The launch of video on Instagram in 2013 halted Vine’s growth. On top of that, Vine added features at a sloth’s pace which only created a big gap between it and other social media apps. Then, with Twitter’s inability to put funds into the app, it made it hard to make new features in the first place.

It is believed that Twitter recently tried to sell the rights to Vine to other owners. Yet, their asking price was never met and they had to go to rash ideas. The combination of all this led up to October 27th.

On October 27th, the dreadful news was released. “Twitter is shutting down its Vine social video sharing service: The company will discontinue the Vine mobile app in the coming months, it announced in a blog post Thursday. The Vine website will stay up and running, but without the app, there will obviously be no new Vine content, ” the Vine account posted to its mobile users.

Immediately after Vine’s  message to their users, people all around the world started to react. “LMAO, all these interview requests I’m getting cause Vine is dead. I will only speak with the best. @TheEllenShow #RIPVine,” a tweet from the famous comedian once on Vine named King Bach.

“Never forget where you came from (heart emoji) @vine thank you for the years,” another tweet by Lele Pons, a comedian who got her start from Vine.

Vine helped to launch careers for many comedians and gave the world a lot of memorable quotes that are still remembered today. Vine gave the world names ranging from King Bach to Melvin Gregg all the way to Welven. The app also gave the public every funny meme from “Sharkeisha No!” to “#GotEem.”

The discontinuation of the app did not only affect celebrities but the regular users were also saddened.

“I was really upset when I heard vine was over because now I can’t post my #EatUpBoi videos. Now I need ideas of where to put them,” said Theo Thomas, a Boys’ Latin senior and lover of Vine videos. “I might just make a channel on YouTube for them like the Meyers twins, and it will be more lit and get more views,” said Thomas.

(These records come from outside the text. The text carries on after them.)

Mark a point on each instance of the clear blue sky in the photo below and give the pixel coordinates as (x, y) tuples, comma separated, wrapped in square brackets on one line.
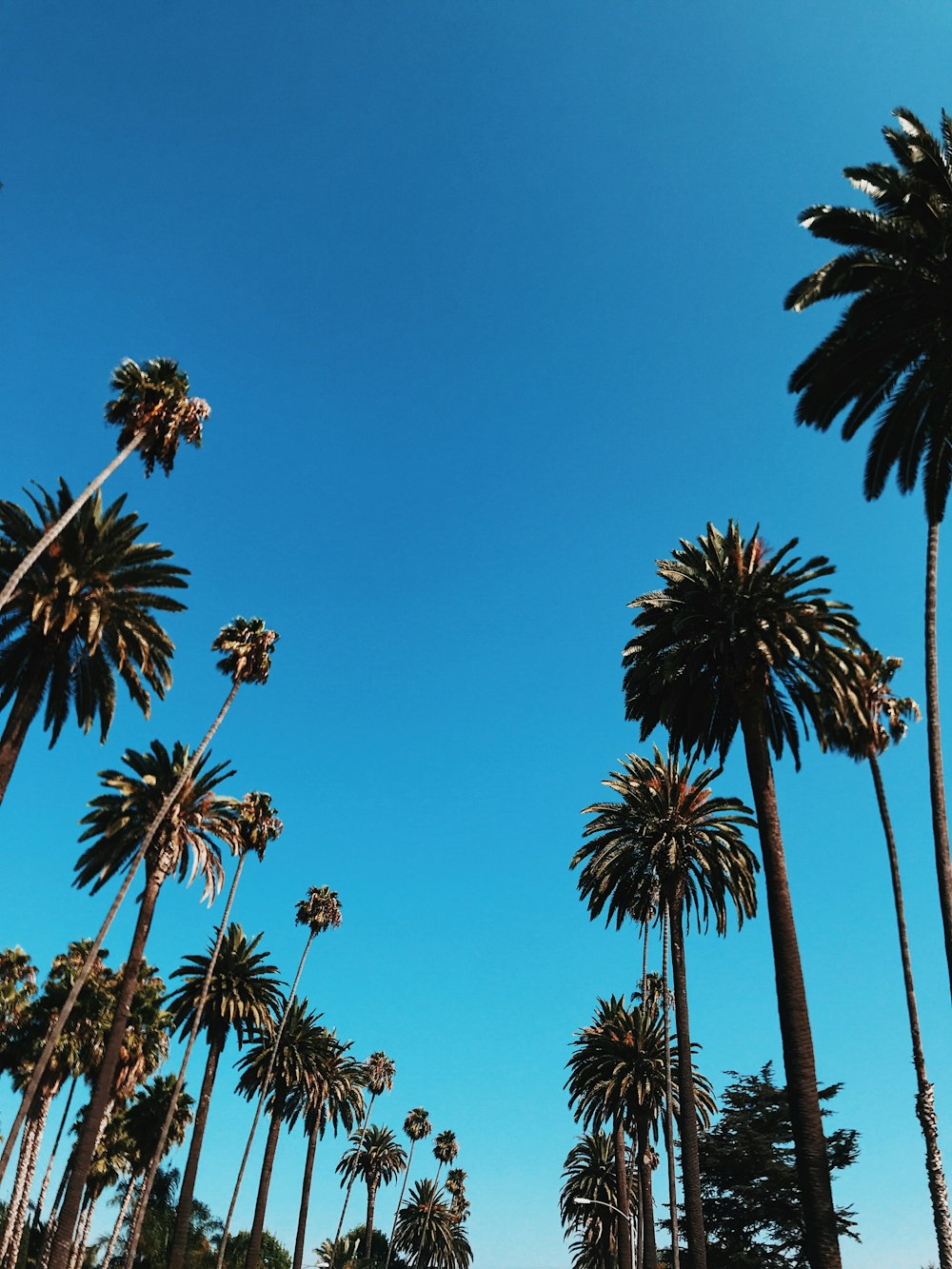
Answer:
[(487, 304)]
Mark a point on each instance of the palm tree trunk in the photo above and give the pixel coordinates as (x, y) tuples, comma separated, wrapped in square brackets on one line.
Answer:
[(23, 711), (254, 1241), (13, 1253), (19, 1196), (305, 1193), (259, 1108), (669, 1100), (621, 1172), (183, 1216), (924, 1100), (687, 1120), (352, 1178), (56, 1027), (821, 1241), (400, 1203), (159, 1153), (120, 1219), (103, 1093), (937, 784), (368, 1225), (55, 529), (45, 1187)]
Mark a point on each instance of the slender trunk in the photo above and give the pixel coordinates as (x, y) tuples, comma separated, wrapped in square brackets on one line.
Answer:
[(621, 1172), (821, 1241), (259, 1108), (13, 1253), (254, 1241), (647, 1212), (120, 1219), (305, 1193), (183, 1216), (924, 1100), (56, 1027), (400, 1203), (55, 529), (18, 1197), (352, 1178), (687, 1120), (103, 1093), (669, 1100), (159, 1153), (23, 711), (937, 784), (45, 1187), (368, 1223)]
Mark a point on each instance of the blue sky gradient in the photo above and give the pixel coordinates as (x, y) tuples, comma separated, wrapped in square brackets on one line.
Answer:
[(487, 304)]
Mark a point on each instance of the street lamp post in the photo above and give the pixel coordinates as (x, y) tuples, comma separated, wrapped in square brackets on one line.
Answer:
[(626, 1216)]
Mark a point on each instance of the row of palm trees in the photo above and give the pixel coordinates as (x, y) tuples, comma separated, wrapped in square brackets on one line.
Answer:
[(79, 599), (742, 639)]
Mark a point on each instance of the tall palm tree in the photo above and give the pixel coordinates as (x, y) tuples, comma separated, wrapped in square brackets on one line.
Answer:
[(186, 843), (154, 412), (379, 1078), (668, 837), (248, 646), (589, 1191), (379, 1159), (744, 637), (319, 911), (83, 618), (864, 734), (418, 1127), (889, 359), (242, 995), (428, 1233), (257, 826), (273, 1067), (331, 1097)]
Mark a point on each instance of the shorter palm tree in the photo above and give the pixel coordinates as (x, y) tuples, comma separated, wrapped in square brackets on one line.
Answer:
[(418, 1127), (379, 1159), (154, 414)]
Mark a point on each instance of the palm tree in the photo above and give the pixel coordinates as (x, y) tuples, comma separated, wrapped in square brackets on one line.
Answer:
[(428, 1233), (187, 843), (379, 1158), (887, 359), (418, 1127), (82, 620), (248, 648), (273, 1067), (154, 412), (258, 825), (319, 911), (379, 1078), (331, 1097), (589, 1191), (242, 994), (616, 1077), (743, 637), (864, 734), (669, 838), (144, 1126)]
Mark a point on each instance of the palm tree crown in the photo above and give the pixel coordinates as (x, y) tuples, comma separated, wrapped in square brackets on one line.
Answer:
[(84, 613), (668, 833), (152, 401), (244, 991), (735, 625), (118, 820), (889, 354), (248, 647)]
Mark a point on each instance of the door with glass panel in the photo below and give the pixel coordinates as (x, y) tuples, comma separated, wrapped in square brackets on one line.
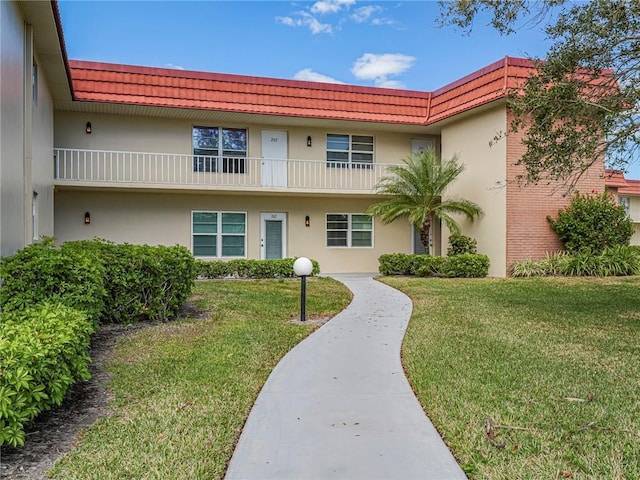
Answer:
[(274, 159), (273, 235)]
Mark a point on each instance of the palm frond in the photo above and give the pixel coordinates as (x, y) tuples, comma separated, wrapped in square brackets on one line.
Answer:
[(415, 189)]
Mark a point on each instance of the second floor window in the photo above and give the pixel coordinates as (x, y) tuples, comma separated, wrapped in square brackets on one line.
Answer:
[(349, 151), (625, 203), (217, 149)]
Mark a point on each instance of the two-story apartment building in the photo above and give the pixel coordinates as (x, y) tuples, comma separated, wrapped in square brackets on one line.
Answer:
[(234, 166)]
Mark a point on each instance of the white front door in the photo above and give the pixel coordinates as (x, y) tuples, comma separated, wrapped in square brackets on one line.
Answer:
[(273, 235), (274, 158)]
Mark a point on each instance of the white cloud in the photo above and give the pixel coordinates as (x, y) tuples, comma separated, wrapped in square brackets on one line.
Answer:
[(290, 22), (309, 75), (305, 19), (390, 84), (379, 67), (323, 7), (309, 17), (363, 14)]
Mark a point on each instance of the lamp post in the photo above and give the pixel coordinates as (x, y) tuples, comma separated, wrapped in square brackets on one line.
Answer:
[(303, 268)]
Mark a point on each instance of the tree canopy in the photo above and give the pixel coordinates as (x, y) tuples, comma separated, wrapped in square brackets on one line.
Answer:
[(583, 103)]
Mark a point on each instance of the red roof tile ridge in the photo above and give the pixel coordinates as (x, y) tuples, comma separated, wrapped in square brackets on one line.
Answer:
[(254, 80), (502, 63)]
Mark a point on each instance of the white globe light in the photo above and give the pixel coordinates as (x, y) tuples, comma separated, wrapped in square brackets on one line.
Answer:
[(302, 267)]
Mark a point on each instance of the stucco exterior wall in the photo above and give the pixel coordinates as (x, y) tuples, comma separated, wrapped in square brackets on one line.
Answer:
[(482, 181), (165, 218), (161, 135), (528, 232), (12, 205), (26, 137), (42, 158)]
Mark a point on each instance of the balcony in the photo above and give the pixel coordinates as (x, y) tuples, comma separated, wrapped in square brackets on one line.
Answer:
[(116, 169)]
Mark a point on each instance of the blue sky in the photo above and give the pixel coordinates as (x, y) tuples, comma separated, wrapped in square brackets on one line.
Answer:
[(394, 44)]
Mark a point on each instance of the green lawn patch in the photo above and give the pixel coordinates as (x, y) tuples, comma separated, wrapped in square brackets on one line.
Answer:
[(184, 389), (532, 378)]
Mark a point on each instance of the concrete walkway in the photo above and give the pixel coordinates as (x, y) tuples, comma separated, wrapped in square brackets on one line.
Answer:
[(339, 406)]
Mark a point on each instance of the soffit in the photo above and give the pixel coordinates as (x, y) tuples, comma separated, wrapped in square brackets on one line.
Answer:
[(49, 46)]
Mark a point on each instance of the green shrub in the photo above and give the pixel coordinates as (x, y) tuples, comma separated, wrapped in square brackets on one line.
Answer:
[(592, 223), (213, 269), (395, 264), (427, 266), (141, 281), (45, 272), (464, 265), (246, 268), (459, 244), (44, 351), (621, 260)]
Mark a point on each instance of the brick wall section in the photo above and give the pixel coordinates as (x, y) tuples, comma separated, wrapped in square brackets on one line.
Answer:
[(528, 232)]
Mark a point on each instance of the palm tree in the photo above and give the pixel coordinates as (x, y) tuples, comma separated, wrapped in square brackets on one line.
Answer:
[(415, 192)]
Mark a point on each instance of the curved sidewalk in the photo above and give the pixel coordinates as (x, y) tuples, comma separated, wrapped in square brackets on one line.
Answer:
[(339, 406)]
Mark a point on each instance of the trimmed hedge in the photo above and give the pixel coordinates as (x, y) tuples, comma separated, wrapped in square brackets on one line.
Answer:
[(592, 223), (142, 282), (45, 272), (44, 351), (241, 268), (109, 282), (467, 265)]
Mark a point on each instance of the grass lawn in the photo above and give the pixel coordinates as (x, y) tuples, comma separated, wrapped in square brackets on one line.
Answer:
[(554, 364), (184, 389)]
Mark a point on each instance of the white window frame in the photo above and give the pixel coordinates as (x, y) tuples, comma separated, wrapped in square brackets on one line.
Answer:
[(349, 162), (349, 230), (625, 202), (219, 234), (35, 221), (220, 160), (34, 82)]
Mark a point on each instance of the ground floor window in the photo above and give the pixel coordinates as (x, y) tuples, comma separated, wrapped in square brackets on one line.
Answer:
[(349, 230), (218, 234)]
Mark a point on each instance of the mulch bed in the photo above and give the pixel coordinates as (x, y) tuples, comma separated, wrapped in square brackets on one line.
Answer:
[(54, 433)]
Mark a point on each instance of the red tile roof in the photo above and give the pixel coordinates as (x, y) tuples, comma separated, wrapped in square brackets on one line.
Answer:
[(133, 85), (615, 179)]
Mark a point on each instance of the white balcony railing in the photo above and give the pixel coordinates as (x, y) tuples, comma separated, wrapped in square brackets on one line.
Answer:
[(169, 170)]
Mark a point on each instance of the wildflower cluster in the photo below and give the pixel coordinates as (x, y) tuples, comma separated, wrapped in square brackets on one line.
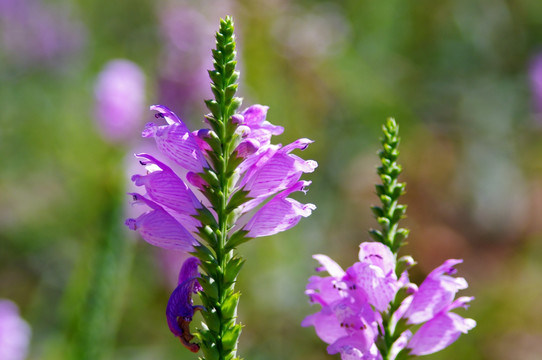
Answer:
[(233, 185), (370, 310)]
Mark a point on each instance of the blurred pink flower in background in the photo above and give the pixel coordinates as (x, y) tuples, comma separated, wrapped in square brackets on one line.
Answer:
[(535, 75), (120, 100), (14, 332), (187, 30), (36, 32)]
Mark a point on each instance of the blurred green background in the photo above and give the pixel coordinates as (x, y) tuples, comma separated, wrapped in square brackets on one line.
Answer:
[(455, 75)]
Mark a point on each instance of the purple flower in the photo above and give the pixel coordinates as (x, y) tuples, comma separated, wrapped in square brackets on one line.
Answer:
[(266, 172), (120, 96), (535, 74), (175, 140), (347, 320), (442, 330), (180, 308), (159, 228), (431, 304), (279, 214), (354, 301), (14, 333)]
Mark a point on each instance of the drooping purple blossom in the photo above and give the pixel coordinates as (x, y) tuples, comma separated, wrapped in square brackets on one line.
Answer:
[(180, 308), (14, 332), (267, 171), (120, 96), (352, 302)]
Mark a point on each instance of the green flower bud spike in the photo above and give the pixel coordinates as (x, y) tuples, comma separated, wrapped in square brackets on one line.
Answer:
[(389, 214), (220, 333)]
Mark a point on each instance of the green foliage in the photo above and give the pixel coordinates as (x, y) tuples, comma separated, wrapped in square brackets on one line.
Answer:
[(220, 334), (389, 214)]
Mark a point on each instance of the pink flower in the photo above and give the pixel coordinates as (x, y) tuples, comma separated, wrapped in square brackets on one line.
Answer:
[(120, 96), (14, 332)]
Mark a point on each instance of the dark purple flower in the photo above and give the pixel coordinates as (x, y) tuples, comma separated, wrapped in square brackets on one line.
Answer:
[(180, 308), (442, 330), (175, 140), (159, 228), (14, 332), (266, 172)]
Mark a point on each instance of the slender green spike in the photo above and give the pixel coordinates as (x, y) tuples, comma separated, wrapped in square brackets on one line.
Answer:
[(390, 213)]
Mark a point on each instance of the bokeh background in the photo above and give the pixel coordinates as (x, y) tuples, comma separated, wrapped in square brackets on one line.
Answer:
[(459, 76)]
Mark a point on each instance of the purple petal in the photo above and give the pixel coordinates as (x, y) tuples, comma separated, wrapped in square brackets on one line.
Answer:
[(279, 214), (166, 188), (254, 115), (159, 228), (435, 293), (15, 333), (378, 254), (326, 326), (176, 141)]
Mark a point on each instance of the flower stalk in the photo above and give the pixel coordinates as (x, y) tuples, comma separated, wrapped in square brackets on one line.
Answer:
[(371, 310), (389, 214), (236, 168)]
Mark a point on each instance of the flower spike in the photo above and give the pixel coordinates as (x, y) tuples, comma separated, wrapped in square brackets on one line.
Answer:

To others, the app’s cancellation was not a big surprise. “It didn’t really affect me. I usually just get on Twitter. It’s funny because we (as a people) watch Vines on Twitter,” said sophomore Noah Queen. “I mean, I had Vine when it first came out and then deleted it, then never downloaded it again. King Bach was one of my favorite comedians on Vine but I haven’t had in since like 2014 or 15,” said Queen.

This is similar to the mindset that many other once devout Vine users had but unfortunately later left the app blowing in the wind. Nevertheless, Vine will be dearly missed by most. Social media will now need to find a new app to replace the legacy Vine leaves behind.